Symmetry Breaking in Bose-Einstein Condensates Confined by a Funnel Potential

TL;DR

This paper investigates symmetry breaking in a Bose-Einstein condensate confined by a funnel-shaped potential, identifying phase transitions and stability conditions through analytical and numerical methods.

Contribution

It introduces a detailed analysis of symmetry breaking and phase diagram in a BEC system with complex confining potentials, using an effective one-dimensional nonpolynomial Schr"odinger equation.

Findings

Identified three phases: symmetric, asymmetric, and collapsed states.

Confirmed stability of solutions via real-time evolution.

Compared effective equation results with full Gross-Pitaevskii equation.

Abstract

In this work, we consider a Bose-Einstein condensate in the self-focusing regime, confined transversely by a funnel-like potential and axially by a double-well potential formed by the combination of two inverted P\"oschl-Teller potentials.
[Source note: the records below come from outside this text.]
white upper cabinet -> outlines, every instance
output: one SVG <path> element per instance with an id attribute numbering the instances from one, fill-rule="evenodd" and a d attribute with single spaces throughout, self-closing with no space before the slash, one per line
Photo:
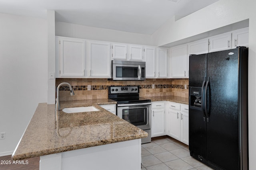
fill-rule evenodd
<path id="1" fill-rule="evenodd" d="M 84 77 L 85 40 L 58 37 L 56 39 L 56 77 Z"/>
<path id="2" fill-rule="evenodd" d="M 187 77 L 189 76 L 189 55 L 192 54 L 201 54 L 209 51 L 209 39 L 208 38 L 192 42 L 188 44 Z"/>
<path id="3" fill-rule="evenodd" d="M 205 39 L 192 42 L 188 44 L 188 55 L 201 54 L 209 51 L 209 40 Z"/>
<path id="4" fill-rule="evenodd" d="M 152 102 L 151 110 L 151 137 L 156 137 L 165 135 L 164 102 Z"/>
<path id="5" fill-rule="evenodd" d="M 168 76 L 168 49 L 166 48 L 158 48 L 157 58 L 158 63 L 157 77 L 167 78 Z"/>
<path id="6" fill-rule="evenodd" d="M 187 44 L 171 48 L 171 77 L 188 77 L 188 54 Z"/>
<path id="7" fill-rule="evenodd" d="M 114 59 L 127 59 L 127 45 L 124 44 L 112 44 L 112 57 Z"/>
<path id="8" fill-rule="evenodd" d="M 139 45 L 129 45 L 130 60 L 143 61 L 143 47 Z"/>
<path id="9" fill-rule="evenodd" d="M 238 46 L 249 46 L 249 28 L 238 29 L 232 32 L 232 48 Z"/>
<path id="10" fill-rule="evenodd" d="M 90 77 L 111 77 L 110 44 L 88 41 Z"/>
<path id="11" fill-rule="evenodd" d="M 145 47 L 146 78 L 156 78 L 156 48 Z"/>
<path id="12" fill-rule="evenodd" d="M 209 52 L 231 49 L 231 33 L 214 36 L 209 39 Z"/>

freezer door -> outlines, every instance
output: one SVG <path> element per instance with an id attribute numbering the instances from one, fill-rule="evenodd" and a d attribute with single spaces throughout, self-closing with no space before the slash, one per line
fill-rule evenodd
<path id="1" fill-rule="evenodd" d="M 190 155 L 198 159 L 206 158 L 206 154 L 204 114 L 202 107 L 194 104 L 196 97 L 200 96 L 201 101 L 203 100 L 202 90 L 205 84 L 206 76 L 206 54 L 204 54 L 189 57 L 189 146 Z"/>
<path id="2" fill-rule="evenodd" d="M 227 170 L 240 168 L 238 61 L 238 49 L 207 55 L 206 158 Z"/>
<path id="3" fill-rule="evenodd" d="M 202 87 L 206 76 L 206 54 L 189 57 L 190 87 Z"/>
<path id="4" fill-rule="evenodd" d="M 203 119 L 202 111 L 189 109 L 189 146 L 190 155 L 196 158 L 206 157 L 206 123 Z"/>

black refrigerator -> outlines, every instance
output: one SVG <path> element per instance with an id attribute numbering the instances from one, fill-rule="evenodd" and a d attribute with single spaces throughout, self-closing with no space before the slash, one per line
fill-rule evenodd
<path id="1" fill-rule="evenodd" d="M 189 150 L 216 170 L 248 170 L 248 49 L 189 58 Z"/>

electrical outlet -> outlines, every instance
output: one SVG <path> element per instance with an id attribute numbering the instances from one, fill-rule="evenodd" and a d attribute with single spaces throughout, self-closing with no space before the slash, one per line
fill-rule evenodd
<path id="1" fill-rule="evenodd" d="M 5 139 L 5 132 L 1 132 L 0 133 L 0 139 Z"/>

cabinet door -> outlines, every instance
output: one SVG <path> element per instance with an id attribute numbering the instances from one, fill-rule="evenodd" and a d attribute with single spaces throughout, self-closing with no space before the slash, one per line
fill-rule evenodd
<path id="1" fill-rule="evenodd" d="M 188 44 L 188 55 L 201 54 L 209 51 L 209 39 L 205 39 L 192 42 Z"/>
<path id="2" fill-rule="evenodd" d="M 188 105 L 181 105 L 180 141 L 188 145 Z"/>
<path id="3" fill-rule="evenodd" d="M 151 137 L 164 135 L 164 108 L 152 109 Z"/>
<path id="4" fill-rule="evenodd" d="M 209 52 L 214 52 L 231 49 L 231 33 L 228 33 L 212 37 L 209 39 Z"/>
<path id="5" fill-rule="evenodd" d="M 130 60 L 143 61 L 143 47 L 138 45 L 130 45 Z"/>
<path id="6" fill-rule="evenodd" d="M 156 48 L 146 47 L 145 50 L 146 78 L 156 77 Z"/>
<path id="7" fill-rule="evenodd" d="M 169 135 L 180 141 L 180 111 L 169 109 L 170 128 Z"/>
<path id="8" fill-rule="evenodd" d="M 158 75 L 157 77 L 166 78 L 168 76 L 167 68 L 168 50 L 166 48 L 158 48 Z"/>
<path id="9" fill-rule="evenodd" d="M 59 45 L 60 77 L 84 77 L 85 41 L 65 37 L 56 40 Z"/>
<path id="10" fill-rule="evenodd" d="M 113 59 L 126 60 L 127 57 L 127 45 L 123 44 L 112 44 Z"/>
<path id="11" fill-rule="evenodd" d="M 89 41 L 89 76 L 110 78 L 110 44 Z"/>
<path id="12" fill-rule="evenodd" d="M 171 49 L 172 77 L 188 77 L 187 45 L 179 45 Z"/>
<path id="13" fill-rule="evenodd" d="M 249 28 L 238 29 L 232 32 L 232 48 L 238 46 L 249 46 Z"/>

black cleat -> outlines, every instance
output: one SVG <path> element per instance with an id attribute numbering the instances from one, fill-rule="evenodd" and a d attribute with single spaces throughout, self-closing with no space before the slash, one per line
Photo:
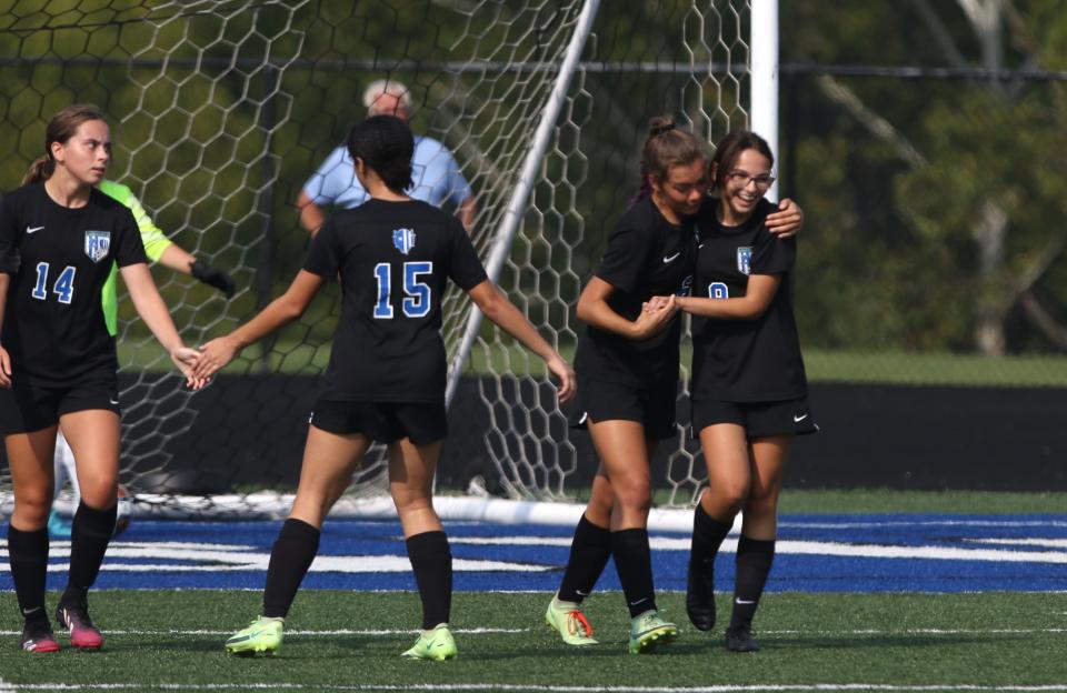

The system is well described by a one-dimensional nonpolynomial Schr\"odinger equation, for which we analyze the symmetry break of the wave function that describes the particle distribution of the condensate. The symmetry break was observed for several interaction strength values as a function of the minimum potential well. A quantum phase diagram was obtained, in which it is possible to recognize the three phases of the system, namely, symmetric phase (Josephson), asymmetric phase (spontaneous symmetry breaking - SSB), and collapsed states, i.e., those states for which the solution becomes singular, representing unstable solutions for the system. We analyzed our symmetric and asymmetric solutions using a real-time evolution method, in which it was possible to confirm the stability of the results. Finally, a comparison with the cubic nonlinear Schr\"odinger equation and the full Gross-Pitaevskii equation were performed to check the accuracy of the effective equation used here.